Almost a quarter of Americans (23 percent) now find polygamy to be morallyacceptable, while 74 percent disagree. The supportive percentage has been steady for the past three years, but those opposed to the practice are at their lowest percentage. The morally acceptable percentage has risen steadily since 2010 when just 7 percent felt polygamy was OK.

Just 11 percent of U.S. adults say having an affair while married is OK. That is the second highest level of support, however, only behind 12 percent in 2023. Before 2016, adultery had never reached 10 percent who said it was morally acceptable. Recently, however, support has been in the double digits for three of the past four years.

Large numbers of adults also find use of birth control (90 percent), drinking alcohol (86 percent), in vitro fertilization (or IVF) (82 percent), divorce (78 percent), smoking marijuana (70 percent), sex between an unmarried man and woman (69 percent), having a baby outside of marriage (68 percent), gambling (66 percent), gay or lesbian relations (64 percent), and stem cell research using human embryos (63 percent) morally acceptable.

Fewer back pornography (38 percent), cloning animals (34 percent), and cloning humans (12 percent). Americans are more split on buying and wearing clothing made of animal fur (59 percent say it is morally acceptable v. 37 percent say it is morally wrong), the death penalty (55 percent v. 39 percent), destroying frozen embryos created by IVF (49 percent v. 43 percent), medical testing on animals (48 percent v. 46 percent), changing one’s gender (44 percent v. 51 percent), and sex between teenagers (43 percent v. 50 percent).

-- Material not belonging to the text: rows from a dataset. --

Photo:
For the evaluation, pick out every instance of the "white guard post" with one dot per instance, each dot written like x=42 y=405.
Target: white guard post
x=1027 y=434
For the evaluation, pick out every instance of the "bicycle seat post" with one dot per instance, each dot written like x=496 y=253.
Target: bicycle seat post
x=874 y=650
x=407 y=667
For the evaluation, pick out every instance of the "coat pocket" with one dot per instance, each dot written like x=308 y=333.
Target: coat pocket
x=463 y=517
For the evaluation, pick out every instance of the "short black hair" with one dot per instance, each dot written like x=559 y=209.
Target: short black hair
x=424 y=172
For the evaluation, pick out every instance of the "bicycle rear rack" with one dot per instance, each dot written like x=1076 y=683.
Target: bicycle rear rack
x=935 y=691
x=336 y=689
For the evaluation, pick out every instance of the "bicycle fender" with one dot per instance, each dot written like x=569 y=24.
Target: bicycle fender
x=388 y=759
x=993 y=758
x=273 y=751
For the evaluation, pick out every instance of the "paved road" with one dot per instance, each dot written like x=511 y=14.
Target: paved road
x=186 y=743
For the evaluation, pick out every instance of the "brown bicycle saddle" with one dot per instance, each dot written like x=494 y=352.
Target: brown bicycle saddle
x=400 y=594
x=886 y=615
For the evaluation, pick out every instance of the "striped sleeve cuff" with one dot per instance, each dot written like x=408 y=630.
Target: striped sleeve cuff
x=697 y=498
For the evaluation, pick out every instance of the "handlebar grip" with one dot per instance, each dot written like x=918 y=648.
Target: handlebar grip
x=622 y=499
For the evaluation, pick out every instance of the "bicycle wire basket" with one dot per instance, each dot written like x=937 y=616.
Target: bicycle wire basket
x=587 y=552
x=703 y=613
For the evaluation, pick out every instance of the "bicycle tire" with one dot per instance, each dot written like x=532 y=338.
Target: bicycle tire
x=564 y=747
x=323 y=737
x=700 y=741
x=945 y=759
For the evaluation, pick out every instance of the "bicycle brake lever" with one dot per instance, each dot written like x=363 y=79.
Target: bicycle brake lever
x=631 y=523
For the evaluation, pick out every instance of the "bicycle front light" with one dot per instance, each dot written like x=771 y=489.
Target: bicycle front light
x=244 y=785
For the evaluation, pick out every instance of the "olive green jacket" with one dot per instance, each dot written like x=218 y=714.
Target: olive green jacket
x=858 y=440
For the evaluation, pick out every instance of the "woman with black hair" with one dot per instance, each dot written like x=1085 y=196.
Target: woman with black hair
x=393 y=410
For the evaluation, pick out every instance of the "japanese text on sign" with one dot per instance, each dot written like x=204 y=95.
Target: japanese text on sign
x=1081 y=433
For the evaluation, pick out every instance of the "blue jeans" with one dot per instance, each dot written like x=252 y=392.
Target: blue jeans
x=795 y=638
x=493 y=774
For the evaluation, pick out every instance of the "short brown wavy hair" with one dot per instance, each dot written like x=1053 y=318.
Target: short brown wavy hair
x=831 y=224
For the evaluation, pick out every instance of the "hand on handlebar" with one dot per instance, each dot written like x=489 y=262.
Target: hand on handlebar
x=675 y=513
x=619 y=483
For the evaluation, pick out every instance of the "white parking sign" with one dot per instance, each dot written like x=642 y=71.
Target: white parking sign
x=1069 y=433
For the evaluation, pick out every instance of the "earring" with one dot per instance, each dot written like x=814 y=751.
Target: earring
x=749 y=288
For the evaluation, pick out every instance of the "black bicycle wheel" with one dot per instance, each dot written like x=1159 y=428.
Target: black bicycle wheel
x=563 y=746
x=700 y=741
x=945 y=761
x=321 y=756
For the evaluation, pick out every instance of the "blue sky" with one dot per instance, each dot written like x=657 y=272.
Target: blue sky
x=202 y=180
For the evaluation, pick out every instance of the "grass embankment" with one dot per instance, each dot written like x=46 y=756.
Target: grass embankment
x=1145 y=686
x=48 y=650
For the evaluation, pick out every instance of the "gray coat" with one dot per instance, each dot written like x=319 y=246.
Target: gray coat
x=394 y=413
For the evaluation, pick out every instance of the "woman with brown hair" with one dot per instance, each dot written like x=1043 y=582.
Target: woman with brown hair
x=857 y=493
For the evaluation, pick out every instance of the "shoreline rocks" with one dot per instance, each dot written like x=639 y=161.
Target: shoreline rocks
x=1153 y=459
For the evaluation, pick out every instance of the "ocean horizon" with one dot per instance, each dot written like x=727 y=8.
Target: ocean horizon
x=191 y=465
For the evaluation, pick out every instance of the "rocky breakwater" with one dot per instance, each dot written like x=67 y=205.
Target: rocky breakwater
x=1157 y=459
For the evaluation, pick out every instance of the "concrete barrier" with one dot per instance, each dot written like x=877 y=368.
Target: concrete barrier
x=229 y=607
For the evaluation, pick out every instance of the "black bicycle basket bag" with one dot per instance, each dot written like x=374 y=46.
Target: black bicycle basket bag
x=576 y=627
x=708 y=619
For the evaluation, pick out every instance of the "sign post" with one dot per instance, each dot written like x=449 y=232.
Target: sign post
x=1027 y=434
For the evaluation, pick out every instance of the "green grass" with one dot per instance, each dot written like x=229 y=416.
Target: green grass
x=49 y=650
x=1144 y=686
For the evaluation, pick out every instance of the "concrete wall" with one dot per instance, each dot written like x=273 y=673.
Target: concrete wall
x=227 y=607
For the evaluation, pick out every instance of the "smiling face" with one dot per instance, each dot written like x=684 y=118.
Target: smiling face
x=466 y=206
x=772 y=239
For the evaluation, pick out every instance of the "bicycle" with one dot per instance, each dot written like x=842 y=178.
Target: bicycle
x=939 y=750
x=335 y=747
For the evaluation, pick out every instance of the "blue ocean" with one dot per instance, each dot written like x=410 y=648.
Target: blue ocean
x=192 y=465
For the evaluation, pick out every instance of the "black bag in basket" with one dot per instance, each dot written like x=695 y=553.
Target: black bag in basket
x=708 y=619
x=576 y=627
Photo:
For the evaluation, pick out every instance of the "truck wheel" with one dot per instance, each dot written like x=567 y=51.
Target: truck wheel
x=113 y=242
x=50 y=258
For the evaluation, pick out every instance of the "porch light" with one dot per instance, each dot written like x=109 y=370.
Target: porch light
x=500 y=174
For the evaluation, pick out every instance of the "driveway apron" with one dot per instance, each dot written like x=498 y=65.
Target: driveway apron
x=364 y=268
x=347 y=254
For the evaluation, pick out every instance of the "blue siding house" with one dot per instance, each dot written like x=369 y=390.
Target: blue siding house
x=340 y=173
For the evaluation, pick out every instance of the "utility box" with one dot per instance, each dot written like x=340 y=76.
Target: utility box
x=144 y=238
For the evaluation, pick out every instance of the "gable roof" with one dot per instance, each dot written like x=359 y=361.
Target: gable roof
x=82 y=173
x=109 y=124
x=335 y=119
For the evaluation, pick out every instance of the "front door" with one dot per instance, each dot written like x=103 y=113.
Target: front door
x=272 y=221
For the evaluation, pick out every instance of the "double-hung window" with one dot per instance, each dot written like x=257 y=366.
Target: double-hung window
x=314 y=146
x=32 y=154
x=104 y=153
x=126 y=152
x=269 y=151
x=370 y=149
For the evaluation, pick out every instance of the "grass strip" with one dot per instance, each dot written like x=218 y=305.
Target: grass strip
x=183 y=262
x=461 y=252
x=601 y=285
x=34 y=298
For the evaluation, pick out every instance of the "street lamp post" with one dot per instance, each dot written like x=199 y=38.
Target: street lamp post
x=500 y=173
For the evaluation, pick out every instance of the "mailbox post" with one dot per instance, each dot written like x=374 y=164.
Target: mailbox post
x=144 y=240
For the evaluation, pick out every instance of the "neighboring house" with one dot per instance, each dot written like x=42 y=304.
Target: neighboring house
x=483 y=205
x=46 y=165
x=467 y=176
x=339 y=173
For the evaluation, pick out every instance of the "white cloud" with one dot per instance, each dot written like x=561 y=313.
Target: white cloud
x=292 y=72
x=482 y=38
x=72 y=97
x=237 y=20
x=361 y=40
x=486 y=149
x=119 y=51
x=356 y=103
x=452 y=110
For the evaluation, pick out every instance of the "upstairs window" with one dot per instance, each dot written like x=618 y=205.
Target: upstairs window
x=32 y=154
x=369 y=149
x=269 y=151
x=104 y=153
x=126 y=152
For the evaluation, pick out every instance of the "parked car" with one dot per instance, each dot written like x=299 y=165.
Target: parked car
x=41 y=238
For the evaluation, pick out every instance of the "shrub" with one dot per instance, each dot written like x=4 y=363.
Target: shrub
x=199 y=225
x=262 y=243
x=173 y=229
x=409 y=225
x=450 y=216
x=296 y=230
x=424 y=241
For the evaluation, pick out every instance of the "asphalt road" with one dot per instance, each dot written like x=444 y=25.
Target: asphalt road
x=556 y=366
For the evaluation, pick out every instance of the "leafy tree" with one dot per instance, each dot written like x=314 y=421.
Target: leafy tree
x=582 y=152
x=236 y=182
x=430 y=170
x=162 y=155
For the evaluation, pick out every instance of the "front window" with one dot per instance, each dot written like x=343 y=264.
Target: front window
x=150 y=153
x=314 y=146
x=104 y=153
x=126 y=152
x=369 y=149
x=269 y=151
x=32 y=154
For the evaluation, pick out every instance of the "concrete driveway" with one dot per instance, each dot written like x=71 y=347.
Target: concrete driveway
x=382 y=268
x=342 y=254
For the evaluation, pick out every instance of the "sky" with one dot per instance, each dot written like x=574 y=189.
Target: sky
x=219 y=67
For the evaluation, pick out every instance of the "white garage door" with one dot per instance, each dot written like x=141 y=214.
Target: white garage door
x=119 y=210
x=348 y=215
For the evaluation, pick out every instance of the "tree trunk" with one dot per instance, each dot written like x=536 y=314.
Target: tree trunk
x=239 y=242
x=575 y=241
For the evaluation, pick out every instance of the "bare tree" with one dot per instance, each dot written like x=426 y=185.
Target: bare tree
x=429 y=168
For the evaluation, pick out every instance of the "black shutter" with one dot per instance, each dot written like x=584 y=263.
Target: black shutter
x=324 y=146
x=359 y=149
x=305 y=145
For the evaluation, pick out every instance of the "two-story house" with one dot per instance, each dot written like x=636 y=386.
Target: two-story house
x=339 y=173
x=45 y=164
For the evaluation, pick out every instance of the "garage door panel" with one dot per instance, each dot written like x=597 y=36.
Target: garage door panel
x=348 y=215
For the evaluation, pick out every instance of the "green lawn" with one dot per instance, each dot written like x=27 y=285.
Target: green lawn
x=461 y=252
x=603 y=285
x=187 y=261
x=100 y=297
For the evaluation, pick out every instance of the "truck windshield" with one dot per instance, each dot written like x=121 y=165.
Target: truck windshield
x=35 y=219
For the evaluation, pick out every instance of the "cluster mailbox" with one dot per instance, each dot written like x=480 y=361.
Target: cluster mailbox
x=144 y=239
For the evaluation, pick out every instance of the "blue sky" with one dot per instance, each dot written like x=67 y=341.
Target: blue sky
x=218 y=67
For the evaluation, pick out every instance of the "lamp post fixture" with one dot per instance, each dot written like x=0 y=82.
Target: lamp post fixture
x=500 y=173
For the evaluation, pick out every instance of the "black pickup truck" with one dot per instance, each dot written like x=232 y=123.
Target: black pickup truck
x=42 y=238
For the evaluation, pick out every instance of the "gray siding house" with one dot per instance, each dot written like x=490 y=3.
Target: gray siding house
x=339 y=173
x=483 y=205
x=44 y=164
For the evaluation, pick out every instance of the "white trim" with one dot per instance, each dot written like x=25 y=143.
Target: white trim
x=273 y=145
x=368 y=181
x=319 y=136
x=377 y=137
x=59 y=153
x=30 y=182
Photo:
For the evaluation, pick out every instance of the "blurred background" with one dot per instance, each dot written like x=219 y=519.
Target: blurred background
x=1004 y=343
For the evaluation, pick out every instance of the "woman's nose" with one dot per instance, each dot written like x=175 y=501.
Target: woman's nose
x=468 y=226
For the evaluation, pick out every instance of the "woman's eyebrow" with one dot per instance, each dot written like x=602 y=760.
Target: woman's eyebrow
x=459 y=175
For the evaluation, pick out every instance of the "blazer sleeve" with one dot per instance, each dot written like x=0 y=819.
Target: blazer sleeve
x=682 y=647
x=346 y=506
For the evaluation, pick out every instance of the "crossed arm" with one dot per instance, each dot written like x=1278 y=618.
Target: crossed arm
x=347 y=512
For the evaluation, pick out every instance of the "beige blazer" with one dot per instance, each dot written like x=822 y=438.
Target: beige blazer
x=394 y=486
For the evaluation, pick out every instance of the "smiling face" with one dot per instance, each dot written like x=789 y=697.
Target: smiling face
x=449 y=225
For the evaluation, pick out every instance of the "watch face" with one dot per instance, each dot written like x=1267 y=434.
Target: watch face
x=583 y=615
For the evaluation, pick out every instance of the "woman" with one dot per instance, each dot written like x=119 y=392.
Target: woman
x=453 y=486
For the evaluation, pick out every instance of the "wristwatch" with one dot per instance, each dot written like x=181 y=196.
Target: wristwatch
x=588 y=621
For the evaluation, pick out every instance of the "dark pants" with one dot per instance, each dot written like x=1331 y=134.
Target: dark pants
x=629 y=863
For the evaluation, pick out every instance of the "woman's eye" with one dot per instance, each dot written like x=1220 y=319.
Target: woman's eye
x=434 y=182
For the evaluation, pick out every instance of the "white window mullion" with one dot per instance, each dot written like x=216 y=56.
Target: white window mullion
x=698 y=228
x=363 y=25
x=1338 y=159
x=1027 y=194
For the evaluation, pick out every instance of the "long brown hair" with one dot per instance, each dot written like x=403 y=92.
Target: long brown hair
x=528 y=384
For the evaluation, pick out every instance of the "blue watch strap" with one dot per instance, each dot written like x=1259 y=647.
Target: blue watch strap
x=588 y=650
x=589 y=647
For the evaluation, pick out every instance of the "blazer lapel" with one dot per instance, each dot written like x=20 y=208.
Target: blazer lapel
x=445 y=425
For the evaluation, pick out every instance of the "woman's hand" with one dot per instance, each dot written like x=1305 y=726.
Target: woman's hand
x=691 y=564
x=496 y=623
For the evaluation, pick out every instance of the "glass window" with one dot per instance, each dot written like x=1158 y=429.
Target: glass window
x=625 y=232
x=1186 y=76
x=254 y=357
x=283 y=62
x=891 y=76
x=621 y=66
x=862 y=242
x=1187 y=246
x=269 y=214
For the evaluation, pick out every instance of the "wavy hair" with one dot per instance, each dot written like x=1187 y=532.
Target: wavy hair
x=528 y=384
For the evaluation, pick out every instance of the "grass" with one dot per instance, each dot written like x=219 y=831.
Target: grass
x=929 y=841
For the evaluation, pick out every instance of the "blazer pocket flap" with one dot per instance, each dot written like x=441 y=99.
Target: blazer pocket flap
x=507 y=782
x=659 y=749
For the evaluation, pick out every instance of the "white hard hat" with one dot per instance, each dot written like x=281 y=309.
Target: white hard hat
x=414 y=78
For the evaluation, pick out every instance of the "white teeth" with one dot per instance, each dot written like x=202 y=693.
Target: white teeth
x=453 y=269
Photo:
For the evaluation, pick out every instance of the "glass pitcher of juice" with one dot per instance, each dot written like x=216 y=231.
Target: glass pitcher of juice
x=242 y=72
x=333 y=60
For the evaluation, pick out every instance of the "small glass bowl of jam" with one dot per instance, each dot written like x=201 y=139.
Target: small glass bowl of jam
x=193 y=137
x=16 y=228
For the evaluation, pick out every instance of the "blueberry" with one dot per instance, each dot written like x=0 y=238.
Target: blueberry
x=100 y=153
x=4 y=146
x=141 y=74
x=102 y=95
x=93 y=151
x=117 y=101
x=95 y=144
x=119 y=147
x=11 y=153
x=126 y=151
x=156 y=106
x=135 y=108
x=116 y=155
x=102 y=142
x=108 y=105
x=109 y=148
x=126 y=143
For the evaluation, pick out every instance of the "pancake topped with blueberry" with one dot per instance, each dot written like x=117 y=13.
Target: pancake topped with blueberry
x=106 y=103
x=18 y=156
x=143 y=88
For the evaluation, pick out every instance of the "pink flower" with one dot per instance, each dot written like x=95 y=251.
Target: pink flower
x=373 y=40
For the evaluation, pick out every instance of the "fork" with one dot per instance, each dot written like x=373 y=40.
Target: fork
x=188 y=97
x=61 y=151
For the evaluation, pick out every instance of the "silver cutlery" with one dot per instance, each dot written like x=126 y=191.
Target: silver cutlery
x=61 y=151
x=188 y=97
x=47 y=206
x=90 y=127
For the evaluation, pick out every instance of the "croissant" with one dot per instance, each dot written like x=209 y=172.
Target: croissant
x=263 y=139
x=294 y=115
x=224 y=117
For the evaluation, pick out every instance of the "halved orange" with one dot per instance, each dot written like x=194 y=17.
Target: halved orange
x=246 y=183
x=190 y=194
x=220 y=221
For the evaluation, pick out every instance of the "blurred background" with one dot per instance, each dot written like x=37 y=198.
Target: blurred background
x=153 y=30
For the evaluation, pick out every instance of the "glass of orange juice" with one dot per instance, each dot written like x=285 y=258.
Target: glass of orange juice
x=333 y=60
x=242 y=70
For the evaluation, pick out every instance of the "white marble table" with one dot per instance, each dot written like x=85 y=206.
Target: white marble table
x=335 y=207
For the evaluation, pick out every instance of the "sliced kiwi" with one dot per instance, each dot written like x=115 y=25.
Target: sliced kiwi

While U.S. adults have grown more liberal in their moral outlook, according to Gallup, they’ve also grown increasingly wary of the country’s morality. Currently, half of Americans (49 percent) say they would rate the overall state of moral values in the country as poor. A third (34 percent) say they’re fair, 14 percent rate them as good, and just 1 percent say they’re excellent. Subtracting the poor percentage from the combined good and excellent ratings gives the current moral perspective score a minus-34 – down 12 points from 2002.

Overwhelmingly, Americans think the moral values of the country are worsening. Around 4 in 5 U.S. adults (81 percent) say the state of moral values is getting worse, and only 14 percent say it’s getting better. That gives the future outlook a minus-67 score – down 24 points from 2002.